Fanatic itself, introduced into English around 1525, means "insane person". It comes from the Modern Latin “fanaticus,” meaning "insanely but divinely inspired".

Here's the essence of what Barkley so adroitly revealed in that one statement: always, always take every single run-of-the-mill NBA game with a grain of salt as to its purported meaning and importance.  Never, ever assume one team will be up and the other team will be down.  I've seen games where divisional rivals won by 40-50 points one night at home and then lost by 30-40 a day or two later - to that very same opponent - at the other guy’s court.  Don't assume that revenge plays some sort of huge role in the lives of these guys.

I can't resist telling you some more Barkleyisms. This is one dude I listen to when he talks about the NBA.  The guy was recently interviewed by Playboy. One of my clients, knowing my fondness for Barkley’s pearls-of-wisdom, sent me the article. And there, being interviewed, was Sir Charles in all his glory - but this time, not restrained by polite speech. I have railed for years about pro athletes who are spoiled, selfish creatures whose idea of team work is to pass the ball to themselves by bouncing it off a backboard.  And Barkley just skewered those oh-so-lousy-role-models.

When asked why so many of today's players were selfish jerks who lack any concept of team work, he said essentially this: because of the absurd, other-worldly salaries and the inane long-long-term-contracts, the owners have consciously created these beings who now play for, as Barkley put it,  f-you money.  They make so much of it that they just say to any critic - even one so low on the totem pole as their coach: "f-you.
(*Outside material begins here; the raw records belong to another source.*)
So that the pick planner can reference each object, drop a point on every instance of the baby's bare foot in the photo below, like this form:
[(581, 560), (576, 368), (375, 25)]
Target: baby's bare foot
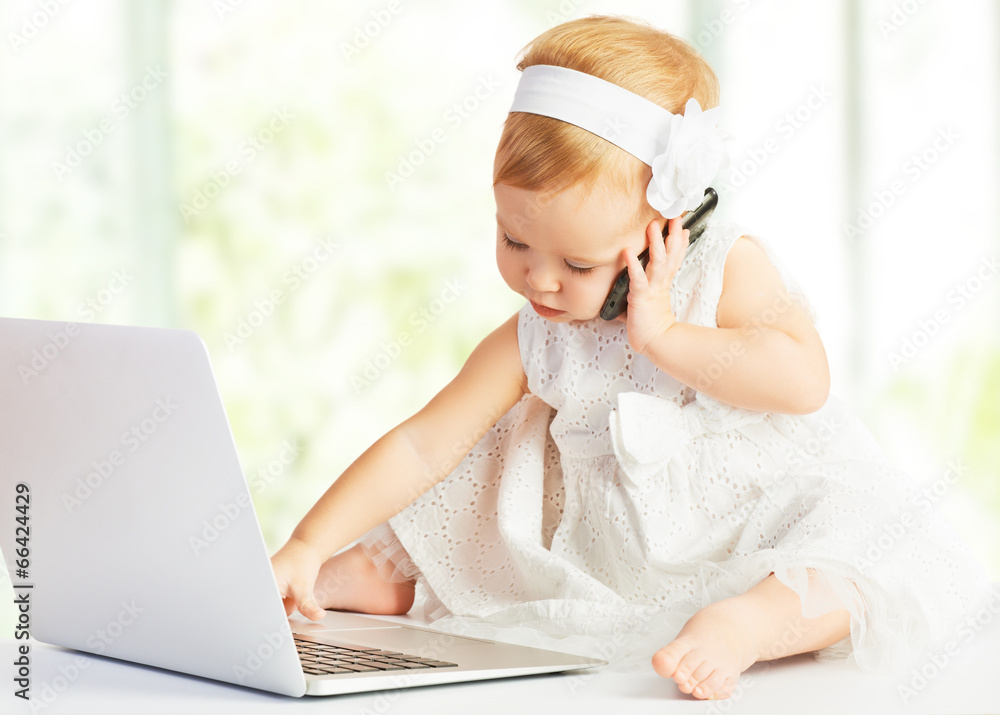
[(717, 644)]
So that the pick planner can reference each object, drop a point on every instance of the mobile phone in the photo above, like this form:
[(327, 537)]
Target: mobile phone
[(696, 222)]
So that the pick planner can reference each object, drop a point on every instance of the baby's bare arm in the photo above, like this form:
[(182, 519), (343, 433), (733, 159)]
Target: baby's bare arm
[(407, 461), (765, 355)]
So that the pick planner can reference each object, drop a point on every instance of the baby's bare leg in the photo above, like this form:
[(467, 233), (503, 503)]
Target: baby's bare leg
[(349, 581), (722, 640)]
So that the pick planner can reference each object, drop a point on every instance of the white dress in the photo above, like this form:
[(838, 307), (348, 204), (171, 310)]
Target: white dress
[(613, 502)]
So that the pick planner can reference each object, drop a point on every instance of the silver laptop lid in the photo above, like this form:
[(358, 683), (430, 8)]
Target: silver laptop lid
[(143, 541)]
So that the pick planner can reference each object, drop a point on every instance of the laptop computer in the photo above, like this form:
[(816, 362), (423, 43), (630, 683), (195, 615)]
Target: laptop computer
[(143, 543)]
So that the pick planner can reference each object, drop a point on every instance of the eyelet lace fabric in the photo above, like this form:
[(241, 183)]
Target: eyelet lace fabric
[(613, 502)]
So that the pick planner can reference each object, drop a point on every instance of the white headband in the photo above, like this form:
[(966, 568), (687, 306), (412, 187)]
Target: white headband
[(685, 151)]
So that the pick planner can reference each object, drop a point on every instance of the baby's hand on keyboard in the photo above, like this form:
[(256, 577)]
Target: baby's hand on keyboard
[(296, 565)]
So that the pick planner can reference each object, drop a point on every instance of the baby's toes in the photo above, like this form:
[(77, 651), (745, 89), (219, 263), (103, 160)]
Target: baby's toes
[(691, 664), (710, 686), (666, 660), (726, 689)]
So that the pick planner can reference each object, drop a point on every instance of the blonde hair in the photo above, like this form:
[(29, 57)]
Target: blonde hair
[(540, 153)]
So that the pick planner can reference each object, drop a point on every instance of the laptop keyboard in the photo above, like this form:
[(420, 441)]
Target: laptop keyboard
[(326, 659)]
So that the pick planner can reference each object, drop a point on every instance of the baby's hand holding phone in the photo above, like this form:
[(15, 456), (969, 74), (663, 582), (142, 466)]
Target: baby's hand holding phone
[(296, 566), (649, 313)]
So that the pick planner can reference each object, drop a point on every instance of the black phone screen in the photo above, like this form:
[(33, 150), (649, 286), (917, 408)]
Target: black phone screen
[(696, 222)]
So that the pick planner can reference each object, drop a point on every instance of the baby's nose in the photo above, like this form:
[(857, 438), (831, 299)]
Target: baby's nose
[(541, 275)]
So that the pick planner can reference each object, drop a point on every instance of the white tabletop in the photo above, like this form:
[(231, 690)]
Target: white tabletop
[(967, 684)]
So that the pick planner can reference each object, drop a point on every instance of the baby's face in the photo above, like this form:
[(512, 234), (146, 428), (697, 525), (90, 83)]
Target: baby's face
[(563, 251)]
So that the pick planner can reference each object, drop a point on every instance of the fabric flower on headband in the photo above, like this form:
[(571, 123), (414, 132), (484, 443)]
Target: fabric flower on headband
[(696, 150), (685, 151)]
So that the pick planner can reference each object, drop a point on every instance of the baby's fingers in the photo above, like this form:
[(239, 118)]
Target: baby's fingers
[(636, 274), (298, 593)]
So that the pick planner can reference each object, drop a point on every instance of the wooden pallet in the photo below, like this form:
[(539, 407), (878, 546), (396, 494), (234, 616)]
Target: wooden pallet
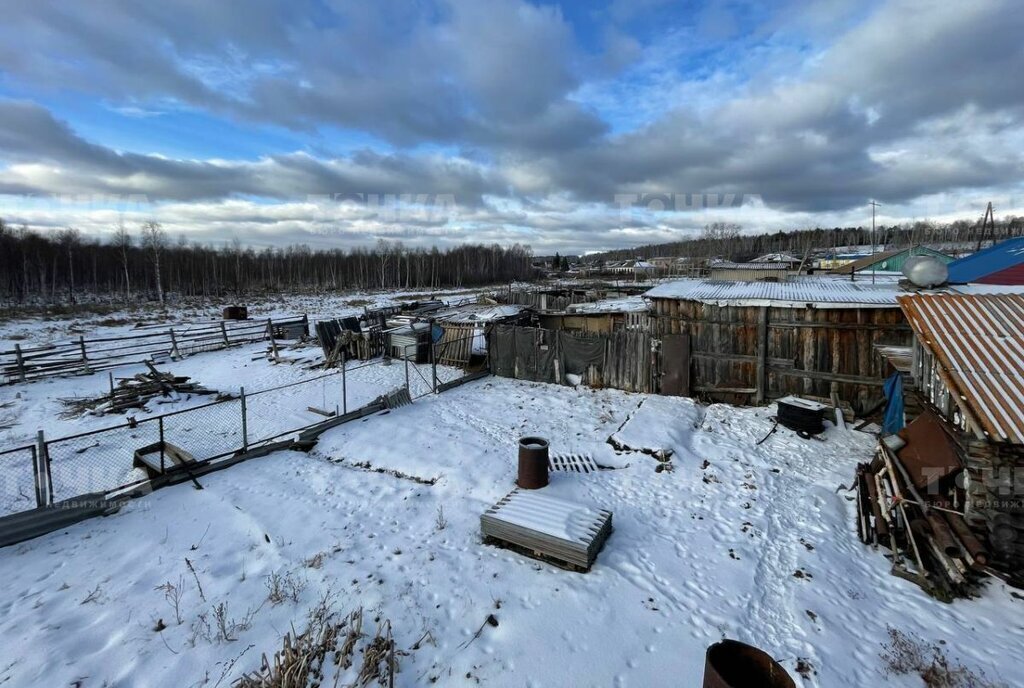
[(548, 527)]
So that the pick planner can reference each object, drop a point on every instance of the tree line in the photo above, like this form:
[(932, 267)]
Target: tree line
[(726, 240), (147, 264)]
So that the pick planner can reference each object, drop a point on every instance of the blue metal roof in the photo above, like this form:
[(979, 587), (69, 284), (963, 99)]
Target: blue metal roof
[(993, 259)]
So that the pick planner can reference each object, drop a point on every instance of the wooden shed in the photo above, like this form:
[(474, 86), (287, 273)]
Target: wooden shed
[(753, 342), (967, 366)]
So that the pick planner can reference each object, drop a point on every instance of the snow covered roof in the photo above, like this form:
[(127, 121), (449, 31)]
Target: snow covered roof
[(621, 305), (479, 312), (818, 292), (772, 266), (978, 344), (775, 258)]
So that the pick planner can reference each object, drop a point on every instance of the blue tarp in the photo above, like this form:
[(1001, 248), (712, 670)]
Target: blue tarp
[(894, 420)]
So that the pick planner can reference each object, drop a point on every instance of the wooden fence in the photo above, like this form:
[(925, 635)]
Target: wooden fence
[(621, 360), (82, 356)]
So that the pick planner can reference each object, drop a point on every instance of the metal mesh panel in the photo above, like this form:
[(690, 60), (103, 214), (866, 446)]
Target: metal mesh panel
[(17, 485), (276, 413), (100, 461), (206, 432)]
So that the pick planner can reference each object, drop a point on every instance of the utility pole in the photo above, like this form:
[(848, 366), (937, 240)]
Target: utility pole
[(873, 206), (989, 217)]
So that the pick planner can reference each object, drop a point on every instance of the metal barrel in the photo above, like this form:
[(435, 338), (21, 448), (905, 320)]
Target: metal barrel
[(734, 664), (532, 463)]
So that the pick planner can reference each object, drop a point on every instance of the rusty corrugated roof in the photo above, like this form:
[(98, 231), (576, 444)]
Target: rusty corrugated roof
[(978, 342)]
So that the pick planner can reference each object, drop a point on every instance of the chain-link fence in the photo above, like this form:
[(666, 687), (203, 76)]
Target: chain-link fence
[(102, 460), (118, 457), (206, 432), (17, 483)]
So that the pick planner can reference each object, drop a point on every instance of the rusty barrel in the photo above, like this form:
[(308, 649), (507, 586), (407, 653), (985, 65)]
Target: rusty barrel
[(532, 463), (734, 664)]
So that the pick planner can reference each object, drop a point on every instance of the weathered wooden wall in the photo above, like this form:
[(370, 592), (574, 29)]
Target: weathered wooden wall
[(758, 353), (625, 361)]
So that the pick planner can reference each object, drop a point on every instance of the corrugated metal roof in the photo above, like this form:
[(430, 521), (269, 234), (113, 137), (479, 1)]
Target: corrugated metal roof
[(478, 312), (979, 343), (621, 305), (818, 292), (997, 258)]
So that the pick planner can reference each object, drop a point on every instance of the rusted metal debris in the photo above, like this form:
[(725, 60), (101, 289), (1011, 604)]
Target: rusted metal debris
[(532, 463), (802, 416), (731, 663), (919, 518)]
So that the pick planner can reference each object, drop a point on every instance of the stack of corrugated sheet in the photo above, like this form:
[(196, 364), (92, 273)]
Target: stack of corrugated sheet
[(572, 463), (546, 525)]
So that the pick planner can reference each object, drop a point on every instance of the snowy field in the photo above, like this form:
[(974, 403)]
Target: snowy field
[(729, 539)]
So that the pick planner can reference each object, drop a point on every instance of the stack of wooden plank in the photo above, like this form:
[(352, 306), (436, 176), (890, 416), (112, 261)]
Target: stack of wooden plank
[(136, 391), (548, 527), (915, 513)]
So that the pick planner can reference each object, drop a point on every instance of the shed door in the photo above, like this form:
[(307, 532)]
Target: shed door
[(676, 364)]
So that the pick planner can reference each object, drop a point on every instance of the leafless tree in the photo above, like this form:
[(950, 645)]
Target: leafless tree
[(154, 241), (123, 242), (70, 240)]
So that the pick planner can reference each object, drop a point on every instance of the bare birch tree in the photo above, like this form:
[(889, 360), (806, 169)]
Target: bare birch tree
[(154, 241), (122, 240)]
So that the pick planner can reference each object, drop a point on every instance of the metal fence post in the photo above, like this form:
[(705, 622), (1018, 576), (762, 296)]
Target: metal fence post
[(406, 352), (20, 362), (245, 421), (44, 481), (161, 423), (85, 358), (433, 362)]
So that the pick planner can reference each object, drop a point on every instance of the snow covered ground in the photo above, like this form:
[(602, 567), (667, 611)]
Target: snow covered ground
[(728, 539)]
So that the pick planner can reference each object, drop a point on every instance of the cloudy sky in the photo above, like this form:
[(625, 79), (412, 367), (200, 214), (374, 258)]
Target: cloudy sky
[(566, 126)]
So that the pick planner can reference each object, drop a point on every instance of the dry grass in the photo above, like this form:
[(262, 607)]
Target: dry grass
[(906, 653), (300, 661)]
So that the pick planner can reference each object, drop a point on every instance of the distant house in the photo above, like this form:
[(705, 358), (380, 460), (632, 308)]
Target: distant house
[(833, 260), (638, 268), (778, 258), (999, 264), (755, 271), (889, 261)]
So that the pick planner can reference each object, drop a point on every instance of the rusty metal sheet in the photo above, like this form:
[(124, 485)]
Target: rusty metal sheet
[(676, 364), (930, 454), (978, 342)]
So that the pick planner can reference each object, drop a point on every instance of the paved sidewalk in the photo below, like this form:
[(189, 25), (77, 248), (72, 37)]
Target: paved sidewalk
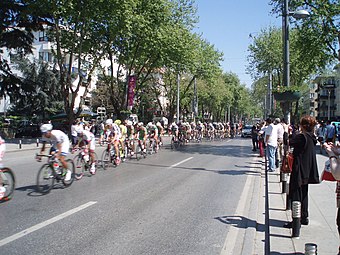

I make $160 million over 9 years, so f-you. I'll take all the damn 30-foot turn-around jumpers I want and f-you!"  And Barkley is absolutely right.

Sports Betting at the Sportsbook

The women's version of the pros, the WNBA, is interesting from a handicapping perspective. Principally because they have very low team salary-caps - and thus, very, very low individual salaries.  How low?  Well, let me put it this way. In the richest country in the world where social and sexual equality should theoretically exist - but most 
assuredly does not - on average, for every dollar an NBA player gets, a WNBA-honey gets - are you ready for this? - a penny. That's right, a penny.  The average NBA salary for these spoiled man-children is roughly $4.5 million. And the average WNBA salary is about $46,000. It's not quite like flipping burgers for a living - but it's also not quite 
right that such a huge disparity exists.

So what impact does that have on a bettor?  WNBA players - and therefore the games they play – do play truer to past-form than does the NBA.  This is logical. If Barkley is 
right - and I have always known what he has said was spot-on right well before I ever heard of Charles Barkley - then you must approach each NBA game as a possible spread-upset. 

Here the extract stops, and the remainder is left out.